Question

我在将用户提供的excel文件中的大量记录导入数据库时遇到问题。这个的逻辑工作正常，我正在使用ActiveRecord-import来减少数据库调用的数量。但是，当文件太大时，处理可能会花费太长时间，Heroku将返回超时。解决方案：重新处理并将处理移至后台作业。

到目前为止，这么好。我需要添加CarrierWave来将文件上传到S3，因为我不能只将文件保存在内存中以用于后台作业。上传部分也正常工作，我为他们创建了一个模型，并将ID传递给排队的作业，以便稍后检索文件，因为据我所知，我无法将整个ActiveRecord对象传递给作业。
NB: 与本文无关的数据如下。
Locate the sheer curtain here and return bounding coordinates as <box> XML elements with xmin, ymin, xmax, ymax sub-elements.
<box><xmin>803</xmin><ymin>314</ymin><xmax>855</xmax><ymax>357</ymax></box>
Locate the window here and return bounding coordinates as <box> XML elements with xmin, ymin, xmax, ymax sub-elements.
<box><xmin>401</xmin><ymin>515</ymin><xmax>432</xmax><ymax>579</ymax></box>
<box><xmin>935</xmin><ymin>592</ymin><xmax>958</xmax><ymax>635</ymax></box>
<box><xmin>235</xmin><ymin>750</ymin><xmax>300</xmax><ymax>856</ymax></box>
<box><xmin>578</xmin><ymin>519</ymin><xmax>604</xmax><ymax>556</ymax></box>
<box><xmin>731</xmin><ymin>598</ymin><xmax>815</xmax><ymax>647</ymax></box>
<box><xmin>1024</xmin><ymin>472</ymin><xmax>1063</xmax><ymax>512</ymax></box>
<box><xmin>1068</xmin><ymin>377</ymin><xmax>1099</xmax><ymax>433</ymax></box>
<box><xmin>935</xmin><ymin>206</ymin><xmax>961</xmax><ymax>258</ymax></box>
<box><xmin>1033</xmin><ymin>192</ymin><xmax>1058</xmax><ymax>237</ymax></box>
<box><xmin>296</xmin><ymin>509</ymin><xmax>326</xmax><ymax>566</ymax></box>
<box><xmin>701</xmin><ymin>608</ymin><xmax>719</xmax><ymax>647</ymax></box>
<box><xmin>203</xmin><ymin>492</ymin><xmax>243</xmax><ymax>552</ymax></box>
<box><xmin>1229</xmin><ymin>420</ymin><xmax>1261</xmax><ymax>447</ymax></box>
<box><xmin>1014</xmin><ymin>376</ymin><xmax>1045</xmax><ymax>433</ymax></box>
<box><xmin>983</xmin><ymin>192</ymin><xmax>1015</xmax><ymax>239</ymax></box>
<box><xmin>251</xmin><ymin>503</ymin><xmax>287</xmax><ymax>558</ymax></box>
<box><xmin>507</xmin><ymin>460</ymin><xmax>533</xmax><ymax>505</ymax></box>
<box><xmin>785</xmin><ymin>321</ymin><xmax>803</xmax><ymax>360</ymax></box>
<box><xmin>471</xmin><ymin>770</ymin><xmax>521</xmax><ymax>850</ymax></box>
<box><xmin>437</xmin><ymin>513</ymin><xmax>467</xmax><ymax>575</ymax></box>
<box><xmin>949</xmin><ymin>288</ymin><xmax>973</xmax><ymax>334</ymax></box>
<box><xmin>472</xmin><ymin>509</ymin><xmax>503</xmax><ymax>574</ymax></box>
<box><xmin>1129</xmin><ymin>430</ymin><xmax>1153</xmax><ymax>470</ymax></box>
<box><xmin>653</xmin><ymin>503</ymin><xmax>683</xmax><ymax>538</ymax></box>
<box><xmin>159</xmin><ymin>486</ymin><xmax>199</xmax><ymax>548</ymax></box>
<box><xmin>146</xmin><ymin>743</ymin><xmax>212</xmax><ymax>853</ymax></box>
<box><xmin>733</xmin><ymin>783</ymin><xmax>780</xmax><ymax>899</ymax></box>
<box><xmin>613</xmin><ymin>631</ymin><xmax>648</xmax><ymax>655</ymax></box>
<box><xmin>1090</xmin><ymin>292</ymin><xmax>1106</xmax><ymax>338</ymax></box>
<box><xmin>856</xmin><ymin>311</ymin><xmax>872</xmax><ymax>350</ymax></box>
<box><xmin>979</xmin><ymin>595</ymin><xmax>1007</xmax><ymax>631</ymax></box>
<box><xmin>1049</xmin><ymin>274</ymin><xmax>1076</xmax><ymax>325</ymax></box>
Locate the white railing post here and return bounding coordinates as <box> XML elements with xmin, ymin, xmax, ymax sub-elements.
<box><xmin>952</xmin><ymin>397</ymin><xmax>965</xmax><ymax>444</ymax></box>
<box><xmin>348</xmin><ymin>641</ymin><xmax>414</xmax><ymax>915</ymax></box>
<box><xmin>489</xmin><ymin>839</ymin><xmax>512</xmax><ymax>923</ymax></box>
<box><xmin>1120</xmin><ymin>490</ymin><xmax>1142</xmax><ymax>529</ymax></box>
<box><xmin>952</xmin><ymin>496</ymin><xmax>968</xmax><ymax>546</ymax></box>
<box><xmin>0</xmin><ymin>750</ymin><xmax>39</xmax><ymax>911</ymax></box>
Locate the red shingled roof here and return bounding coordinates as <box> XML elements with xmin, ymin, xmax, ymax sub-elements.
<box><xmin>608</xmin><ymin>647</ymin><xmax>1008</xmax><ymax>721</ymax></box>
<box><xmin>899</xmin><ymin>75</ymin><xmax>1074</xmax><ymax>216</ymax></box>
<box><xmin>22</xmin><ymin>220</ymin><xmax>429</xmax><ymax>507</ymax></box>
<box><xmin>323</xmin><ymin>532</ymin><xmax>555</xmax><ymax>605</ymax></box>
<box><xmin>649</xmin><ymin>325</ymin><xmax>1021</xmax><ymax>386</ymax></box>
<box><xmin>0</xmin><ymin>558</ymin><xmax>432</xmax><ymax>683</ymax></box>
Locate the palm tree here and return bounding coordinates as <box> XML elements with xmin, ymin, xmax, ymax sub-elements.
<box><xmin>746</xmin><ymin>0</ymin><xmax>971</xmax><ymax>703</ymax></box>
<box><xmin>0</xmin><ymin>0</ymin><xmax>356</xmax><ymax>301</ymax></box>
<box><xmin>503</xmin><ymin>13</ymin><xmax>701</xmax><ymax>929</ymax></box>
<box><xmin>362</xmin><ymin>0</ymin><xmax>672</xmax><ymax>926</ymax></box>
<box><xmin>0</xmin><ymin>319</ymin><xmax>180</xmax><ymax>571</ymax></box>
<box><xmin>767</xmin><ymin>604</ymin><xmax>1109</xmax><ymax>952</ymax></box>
我已经在本地安装了Resque和Redis，在这方面似乎所有东西都设置正确。我可以看到我正在创建的作业排队，然后运行而不会失败。该作业似乎运行正常，但没有记录添加到数据库。如果我在控制台中逐行运行我的作业代码，记录将按照我的预期添加到数据库中。但是当我正在创建的排队作业运行时，没有任何反应。

我无法解决问题所在。

这是我的上传控制器的创建操作：

def create
  @upload = Upload.new(upload_params)
  if @upload.save
    Resque.enqueue(ExcelImportJob, @upload.id)
    flash[:info] = 'File uploaded.
        Data will be processed and added to the database.'
    redirect_to root_path
  else
    flash[:warning] = 'Upload failed. Please try again.'
    render :new
  end
end

这是作业的简化版本，为清晰起见，列表列数较少：

class ExcelImportJob < ApplicationJob
  @queue = :default

  def perform(upload_id)
    file = Upload.find(upload_id).file.file.file
    data = parse_excel(file)
    if header_matches? data
      # Create a database entry for each row, ignoring the first header row
      # using activerecord-import
      sales = []
      data.drop(1).each_with_index do |row, index|
        sales << Sale.new(row)
        if index % 2500 == 0
          Sale.import sales
          sales = []
        end
      end
      Sale.import sales
    end

    def parse_excel(upload)
      # Open the uploaded excel document
      doc = Creek::Book.new upload

      # Map rows to the hash keys from the database
      doc.sheets.first.rows.map do |row|
        { date: row.values[0],
          title: row.values[1],
          author: row.values[2],
          isbn: row.values[3],
          release_date: row.values[5],
          units_sold: row.values[6],
          units_refunded: row.values[7],
          net_units_sold: row.values[8],
          payment_amount: row.values[9],
          payment_amount_currency: row.values[10] }
      end
    end

    # Returns true if header matches the expected format
    def header_matches?(data)
      data.first == {:date => 'Date',
                     :title => 'Title',
                     :author => 'Author',
                     :isbn => 'ISBN',
                     :release_date => 'Release Date',
                     :units_sold => 'Units Sold',
                     :units_refunded => 'Units Refunded',
                     :net_units_sold => 'Net Units Sold',
                     :payment_amount => 'Payment Amount',
                     :payment_amount_currency => 'Payment Amount Currency'}
    end
  end
end

我现在可能有一些改进的逻辑，因为我现在把整个文件保存在内存中，但这不是我遇到的问题 - 即使是一个只有500行左右的小文件， job不会向数据库添加任何内容。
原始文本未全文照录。